Zu den Unterstützern des aktuellen Aufrufs gehören erneut vor allem diverse Antifa-Gruppen aus Berlin und Brandenburg. So zum Beispiel die „Jugendantifa Wilmersdorf und Charlottenburg“, die Ende März verdächtig früh über einen Farbanschlag auf die Redaktionsräume der JF jubelte. Daneben finden sich aber auch Berliner Juso-Verbände und das Präsidium und die Geschäftsführung des Berliner Bezirksverbandes der Dienstleistungsgesellschaft Verdi-Berlin. Letztere war für eine Stellungnahme, warum sie sich an der Aktion beteiligt, nicht zu erreichen.

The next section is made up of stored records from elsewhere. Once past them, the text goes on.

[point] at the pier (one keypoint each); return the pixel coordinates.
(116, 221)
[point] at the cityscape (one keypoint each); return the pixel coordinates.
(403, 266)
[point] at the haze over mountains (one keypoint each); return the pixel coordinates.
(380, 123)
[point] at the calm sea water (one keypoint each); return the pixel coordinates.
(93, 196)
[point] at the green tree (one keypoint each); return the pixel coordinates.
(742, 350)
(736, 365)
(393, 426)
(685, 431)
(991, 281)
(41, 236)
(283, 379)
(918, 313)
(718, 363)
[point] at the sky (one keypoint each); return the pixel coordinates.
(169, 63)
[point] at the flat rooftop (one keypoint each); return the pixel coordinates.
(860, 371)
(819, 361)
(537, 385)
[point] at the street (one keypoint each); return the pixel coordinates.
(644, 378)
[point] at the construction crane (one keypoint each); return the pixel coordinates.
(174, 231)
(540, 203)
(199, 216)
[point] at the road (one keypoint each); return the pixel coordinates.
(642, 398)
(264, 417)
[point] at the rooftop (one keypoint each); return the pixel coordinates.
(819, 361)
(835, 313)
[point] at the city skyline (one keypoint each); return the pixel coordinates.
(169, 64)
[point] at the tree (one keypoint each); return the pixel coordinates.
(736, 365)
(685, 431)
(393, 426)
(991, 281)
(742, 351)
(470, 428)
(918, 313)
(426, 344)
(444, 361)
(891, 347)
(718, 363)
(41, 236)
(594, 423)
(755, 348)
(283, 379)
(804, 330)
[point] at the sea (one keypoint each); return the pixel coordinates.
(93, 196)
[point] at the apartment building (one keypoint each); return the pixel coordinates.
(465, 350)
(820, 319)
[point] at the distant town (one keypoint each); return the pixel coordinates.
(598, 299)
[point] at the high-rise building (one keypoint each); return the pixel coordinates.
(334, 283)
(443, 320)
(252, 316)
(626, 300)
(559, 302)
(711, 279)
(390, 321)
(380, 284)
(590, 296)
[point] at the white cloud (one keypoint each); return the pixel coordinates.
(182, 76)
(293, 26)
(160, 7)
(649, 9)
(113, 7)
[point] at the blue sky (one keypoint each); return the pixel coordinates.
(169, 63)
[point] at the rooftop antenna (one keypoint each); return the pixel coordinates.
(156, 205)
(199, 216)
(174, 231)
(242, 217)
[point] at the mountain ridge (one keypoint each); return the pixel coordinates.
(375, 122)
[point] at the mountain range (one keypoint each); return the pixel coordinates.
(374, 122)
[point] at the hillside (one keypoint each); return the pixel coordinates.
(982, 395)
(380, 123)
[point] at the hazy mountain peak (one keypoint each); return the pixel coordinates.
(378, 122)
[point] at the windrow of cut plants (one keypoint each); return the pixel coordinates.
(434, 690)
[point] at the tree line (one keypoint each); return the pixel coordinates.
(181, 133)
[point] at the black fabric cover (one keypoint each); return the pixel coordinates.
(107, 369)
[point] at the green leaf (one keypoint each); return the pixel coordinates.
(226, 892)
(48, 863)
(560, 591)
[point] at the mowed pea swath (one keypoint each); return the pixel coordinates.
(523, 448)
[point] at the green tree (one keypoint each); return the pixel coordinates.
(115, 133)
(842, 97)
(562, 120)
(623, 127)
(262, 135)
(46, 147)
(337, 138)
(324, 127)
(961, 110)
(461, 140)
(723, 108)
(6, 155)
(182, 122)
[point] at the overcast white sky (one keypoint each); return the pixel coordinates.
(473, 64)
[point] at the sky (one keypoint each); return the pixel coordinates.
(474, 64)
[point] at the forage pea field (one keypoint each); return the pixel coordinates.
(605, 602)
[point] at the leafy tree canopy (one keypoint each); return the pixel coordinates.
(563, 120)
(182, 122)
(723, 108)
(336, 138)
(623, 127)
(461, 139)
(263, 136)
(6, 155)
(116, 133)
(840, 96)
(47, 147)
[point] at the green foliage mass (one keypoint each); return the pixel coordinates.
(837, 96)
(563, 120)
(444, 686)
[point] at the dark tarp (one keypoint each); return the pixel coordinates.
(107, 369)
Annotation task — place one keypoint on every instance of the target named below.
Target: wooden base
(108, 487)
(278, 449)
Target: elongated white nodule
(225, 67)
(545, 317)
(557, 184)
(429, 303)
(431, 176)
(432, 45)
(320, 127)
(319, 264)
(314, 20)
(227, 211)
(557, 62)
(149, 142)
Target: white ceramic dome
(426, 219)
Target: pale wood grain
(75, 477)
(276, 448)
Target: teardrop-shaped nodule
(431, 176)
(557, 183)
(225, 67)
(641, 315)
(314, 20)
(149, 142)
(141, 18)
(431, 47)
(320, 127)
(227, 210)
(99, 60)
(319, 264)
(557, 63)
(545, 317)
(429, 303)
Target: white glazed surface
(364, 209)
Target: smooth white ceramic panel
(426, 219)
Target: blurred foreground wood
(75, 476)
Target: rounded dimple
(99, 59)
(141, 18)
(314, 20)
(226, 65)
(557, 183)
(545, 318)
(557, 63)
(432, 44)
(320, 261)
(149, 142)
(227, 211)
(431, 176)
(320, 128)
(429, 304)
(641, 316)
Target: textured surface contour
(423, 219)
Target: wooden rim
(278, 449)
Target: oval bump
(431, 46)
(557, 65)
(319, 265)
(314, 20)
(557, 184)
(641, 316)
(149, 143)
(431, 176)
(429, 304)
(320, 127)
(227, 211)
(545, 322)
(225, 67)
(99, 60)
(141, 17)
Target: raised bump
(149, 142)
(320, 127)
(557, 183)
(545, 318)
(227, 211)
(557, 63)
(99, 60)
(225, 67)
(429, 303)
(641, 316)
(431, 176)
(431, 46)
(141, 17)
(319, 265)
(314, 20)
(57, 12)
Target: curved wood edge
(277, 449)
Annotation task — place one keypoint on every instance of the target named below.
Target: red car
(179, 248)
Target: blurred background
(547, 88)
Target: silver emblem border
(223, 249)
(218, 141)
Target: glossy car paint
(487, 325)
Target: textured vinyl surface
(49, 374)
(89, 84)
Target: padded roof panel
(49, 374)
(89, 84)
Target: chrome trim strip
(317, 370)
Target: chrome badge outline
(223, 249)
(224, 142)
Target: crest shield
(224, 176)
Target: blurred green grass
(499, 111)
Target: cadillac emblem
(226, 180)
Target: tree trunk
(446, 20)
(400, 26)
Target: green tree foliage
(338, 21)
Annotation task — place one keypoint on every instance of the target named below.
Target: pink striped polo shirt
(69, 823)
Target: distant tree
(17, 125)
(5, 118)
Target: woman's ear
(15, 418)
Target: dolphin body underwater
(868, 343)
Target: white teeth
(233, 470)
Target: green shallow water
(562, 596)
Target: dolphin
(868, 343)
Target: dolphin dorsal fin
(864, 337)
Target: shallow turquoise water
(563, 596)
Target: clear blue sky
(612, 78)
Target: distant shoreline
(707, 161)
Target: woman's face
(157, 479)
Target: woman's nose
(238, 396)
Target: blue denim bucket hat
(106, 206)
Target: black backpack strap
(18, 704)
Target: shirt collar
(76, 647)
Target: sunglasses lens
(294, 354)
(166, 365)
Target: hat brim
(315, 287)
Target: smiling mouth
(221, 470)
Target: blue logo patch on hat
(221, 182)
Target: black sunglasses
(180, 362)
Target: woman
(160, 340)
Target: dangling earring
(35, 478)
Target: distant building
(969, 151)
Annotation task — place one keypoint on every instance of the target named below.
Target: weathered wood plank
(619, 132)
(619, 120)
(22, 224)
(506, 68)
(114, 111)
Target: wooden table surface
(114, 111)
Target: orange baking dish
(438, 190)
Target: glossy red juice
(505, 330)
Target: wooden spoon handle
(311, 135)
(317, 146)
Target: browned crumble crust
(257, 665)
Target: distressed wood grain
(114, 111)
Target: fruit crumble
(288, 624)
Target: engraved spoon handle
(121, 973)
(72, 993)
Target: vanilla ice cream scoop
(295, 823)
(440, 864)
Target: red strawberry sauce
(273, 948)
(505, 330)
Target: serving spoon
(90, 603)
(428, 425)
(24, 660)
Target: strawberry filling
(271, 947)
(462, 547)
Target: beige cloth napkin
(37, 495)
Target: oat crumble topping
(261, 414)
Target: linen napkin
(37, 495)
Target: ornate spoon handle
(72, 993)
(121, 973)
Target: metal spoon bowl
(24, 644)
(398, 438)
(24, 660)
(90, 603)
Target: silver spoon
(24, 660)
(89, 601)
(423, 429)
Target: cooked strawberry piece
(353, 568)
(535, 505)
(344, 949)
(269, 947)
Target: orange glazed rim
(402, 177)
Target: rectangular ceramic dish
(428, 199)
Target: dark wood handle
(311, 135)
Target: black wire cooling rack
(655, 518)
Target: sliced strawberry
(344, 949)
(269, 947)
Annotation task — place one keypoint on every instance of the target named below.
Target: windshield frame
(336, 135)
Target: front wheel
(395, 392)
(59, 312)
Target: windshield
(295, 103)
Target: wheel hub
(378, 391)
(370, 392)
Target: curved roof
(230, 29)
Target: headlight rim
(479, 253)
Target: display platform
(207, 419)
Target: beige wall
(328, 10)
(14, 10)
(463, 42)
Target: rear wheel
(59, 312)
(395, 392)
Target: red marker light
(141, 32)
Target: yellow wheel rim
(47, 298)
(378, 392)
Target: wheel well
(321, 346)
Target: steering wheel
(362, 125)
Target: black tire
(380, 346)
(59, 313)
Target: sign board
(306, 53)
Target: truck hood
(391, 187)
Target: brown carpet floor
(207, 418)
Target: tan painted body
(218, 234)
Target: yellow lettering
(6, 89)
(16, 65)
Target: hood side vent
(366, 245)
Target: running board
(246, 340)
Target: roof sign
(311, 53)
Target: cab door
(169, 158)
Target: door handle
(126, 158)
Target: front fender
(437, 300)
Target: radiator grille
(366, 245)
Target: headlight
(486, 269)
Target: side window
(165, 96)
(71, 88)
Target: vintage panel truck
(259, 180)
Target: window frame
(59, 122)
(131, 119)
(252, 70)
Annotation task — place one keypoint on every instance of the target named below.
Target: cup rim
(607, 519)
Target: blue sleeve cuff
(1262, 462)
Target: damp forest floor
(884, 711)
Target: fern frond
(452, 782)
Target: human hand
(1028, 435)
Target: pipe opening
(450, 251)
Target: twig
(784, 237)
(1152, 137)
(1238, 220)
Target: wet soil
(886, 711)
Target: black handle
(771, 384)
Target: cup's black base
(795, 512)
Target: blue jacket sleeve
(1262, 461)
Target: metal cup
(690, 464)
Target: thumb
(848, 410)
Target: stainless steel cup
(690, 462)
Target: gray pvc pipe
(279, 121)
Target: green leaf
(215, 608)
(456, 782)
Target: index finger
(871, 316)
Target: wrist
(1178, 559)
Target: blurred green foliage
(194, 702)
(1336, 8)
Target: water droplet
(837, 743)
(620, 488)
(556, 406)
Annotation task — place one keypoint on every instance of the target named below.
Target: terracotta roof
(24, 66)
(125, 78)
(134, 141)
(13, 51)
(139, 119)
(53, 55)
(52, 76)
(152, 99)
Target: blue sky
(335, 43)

Einer, der die Auswirkungen der Kampagne bereits zu spüren bekommen hat, ist der Heinrich-Bauer-Verlag, dessen Tochterfirma Verlagsunion seit Ende vergangen Jahres den Vertrieb von Zuerst übernommen hat. Im Frühjahr protestierte der von Verdi dominierte Bauer-Konzernbetriebsrat gegen den Vertrieb der Zeitung und forderte die Konzernleitung auf, die Zusammenarbeit zu beenden. 

„Teil des Systems der Pressefreiheit“

Anfang Juli demonstrierte dann eine Gruppe Linksextremisten mit Transparenten und Flugblättern vor der Fischauktionshalle in Hamburg, in der der Bauer-Verlag eine Party feierte. Sie warfen dem Unternehmen vor, „Nazipresse“ zu fördern. Die Muskigruppe „Le Fly“, die eigentlich auf der Feier spielen sollte, sagte daraufhin aus Solidarität mit der Antifa ihren Auftritt ab. „Ein wirklich gutes Zeichen“, jubelte der von der Wochenzeitung Die Zeit betriebene Internetblog „Störungsmelder“.

Als nächstes sollen nun Anzeigenkunden des Bauer-Verlages und andere von dem Unternehmen vertriebene Zeitschriften angeschrieben werden, um diese über die Zusammenarbeit mit Zuerst „aufzuklären“.  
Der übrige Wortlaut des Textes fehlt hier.